Suffixing ".internet" to internet addresses is a bad idea, since there is a
very real sense in which RFC 822 domain addresses are a standard; worse yet,
the suffix syntactically conforms to the standard but won't work (because there
is no top level .internet domain). Since as far as I know all of the other
networks are proprietary or national, we would do well to restrict ourselves to
internet and/or X.400 addressing - which by now is usable information for
almost eveyone anyway.

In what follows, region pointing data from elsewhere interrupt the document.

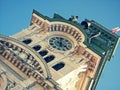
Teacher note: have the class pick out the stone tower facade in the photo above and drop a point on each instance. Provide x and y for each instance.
(55, 54)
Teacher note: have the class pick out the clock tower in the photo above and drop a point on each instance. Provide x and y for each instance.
(55, 54)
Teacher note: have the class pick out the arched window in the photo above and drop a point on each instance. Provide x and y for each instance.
(27, 41)
(43, 52)
(49, 58)
(37, 47)
(58, 66)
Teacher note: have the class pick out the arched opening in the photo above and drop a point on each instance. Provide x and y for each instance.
(49, 58)
(37, 47)
(43, 52)
(27, 41)
(58, 66)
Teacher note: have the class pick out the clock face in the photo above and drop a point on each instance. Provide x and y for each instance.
(60, 43)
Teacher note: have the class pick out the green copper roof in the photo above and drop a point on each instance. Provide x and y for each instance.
(98, 38)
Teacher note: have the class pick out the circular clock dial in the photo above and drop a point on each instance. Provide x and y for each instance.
(60, 43)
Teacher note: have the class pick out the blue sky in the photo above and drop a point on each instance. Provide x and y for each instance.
(15, 15)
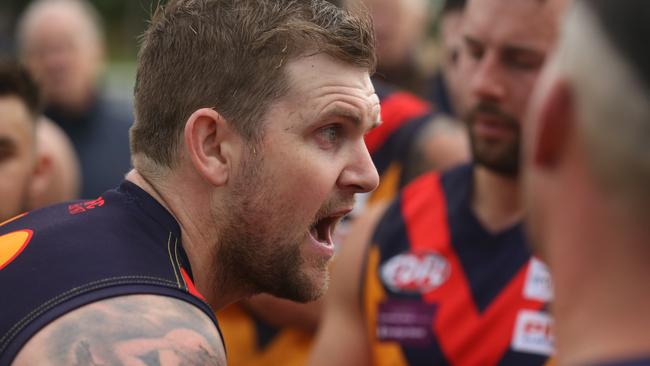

That said, the official convention for embedding 822
addresses in text fields is to surround them in ASCII angle brackets, and it
avoids both syntactic and semantic confusion to adopt this convention
elsewhere. (It has the added benefit that if the copy is machine readable the
address can be used directly, without further editing).

In addition, it is essential to note the mode of access of an archive (in this
case ascii-mode anonymous ftp) and to give people enough information to locate
the "publisher" - which in this case is presumably NOT Anthony's and Helen's
email addresses, but the linguist-request address (Journal editors are not
usually cited, but approximate addresses of obscure publishers are). So here's
 my version:

 Christine Kamprath <>. "Re: 3.562 Accents:
 LINGUIST in the news". In Linguist List 3.575 (July 1992)
 <>. Archive ftp (ascii)
 linguistics/linguist.list/volume.3/no.551-600 .

(Note that I've inserted a space between the filename and the trailing period.
Since the '.' character is legal at the end of a Unix filename, this
distinction too is essential).

stephen p spackman

[Moderators' note: This seems like a very sensible format to us. In fact,
we're thinking of adding the Lawler/Spackman citation form (as above)
to the LINGUIST "How-To's". However, we'll wait a bit to see if other
worthwhile suggestions grow out of this discussion.